Sins of the Father
The Baselices already had their suspicions, but they weren’t prepared for what they were hearing from their son. The priest’s comments and behavior, all of those clues that they’d submerged over the years, suddenly became buoyant.
His parents’ anguish only deepened when Arthur moved back home in 2004. Arthur couldn’t hide the abscess on his arm, or his swollen, bloated hands, like those his father had seen on the heroin junkies he used to lock up, and in the halfway houses he still patrolled for the New Jersey parole department.
The Baselices had reached their breaking point. Determined to show the church firsthand what Father Charles had done, they dragged Arthur — colorless and gaunt, sick from withdrawal — into a tense meeting with counselors for the archdiocese. “The only thing I want is my son back the way you got him,” Art Baselice said. “You broke him. I want you to fix him.”
The counselors took detailed notes, then passed the Baselices along to the Franciscans for help. Since Father Charles wasn’t a diocesan priest, they reasoned, he wasn’t the archdiocese’s responsibility. At the Baselice kitchen table a few days later, Arthur and his father met with three Franciscans, including Father Thomas Luczak, the regional head of their order. Before Arthur told them his story, Art excused himself. He couldn’t bear to hear the details of his son’s abuse by a man he’d once shared dinner with in that same room.
The Franciscans agreed to send Arthur to rehab. Less than a week into his stay, Arthur received a $50,000 offer from Luczak in exchange for a waiver of his right to sue. Arthur returned home without signing the agreement. “You know, Dad,” Arthur said one night, “I think Newman wanted me dead. I think he was trying to get rid of me.”
THE BASELICES CONVINCED Arthur to talk to a lawyer. Civil court was their only recourse for justice, since the criminal statute of limitations had already expired; that’s also why no criminal charges were filed in the wake of the 2005 Philadelphia grand jury report about priest abuse. Charlie Gallagher, the assistant district attorney who led that investigation — and, later, the one that would send Father Charles to jail for his thefts — wasn’t sure he believed victims who waited a decade or more to come forward with their stories. The grand jury investigation changed his mind. The same patterns of abuse and cover-up that had emerged in other cities were unfolding before his eyes. “Someone coined the phrase ‘soul murder,’” says Gallagher. “These victims I dealt with — their soul was killed, their spirit was killed, their faith was killed.”

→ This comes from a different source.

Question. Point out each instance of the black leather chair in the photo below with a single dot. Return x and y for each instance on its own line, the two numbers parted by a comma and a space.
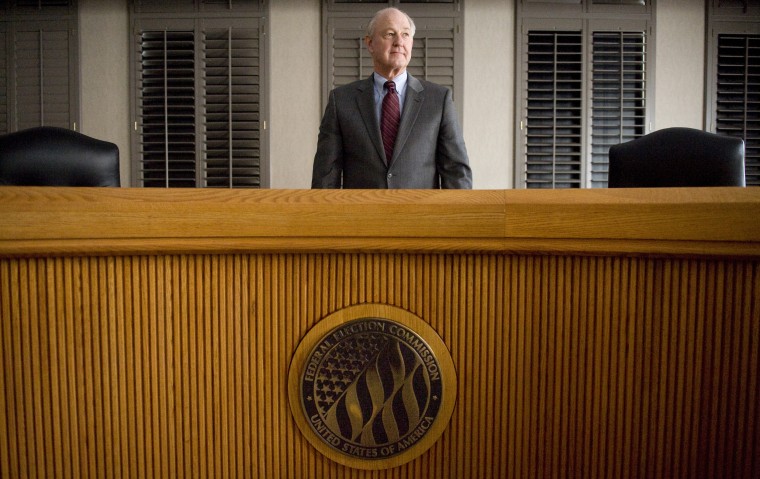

Gallagher first met Arthur Baselice after Arthur filed a civil lawsuit in June 2004. He no longer resembled the young man from his high-school football photos. The drugs had cut him down below his normal weight, and there was an emptiness behind his blue eyes, making it hard to tell whether he was seeing what was in front of him or replaying the past. A year later, a state appeals court would dismiss Arthur’s suit and 16 others, not based on merit, but because the complainants came forward too late.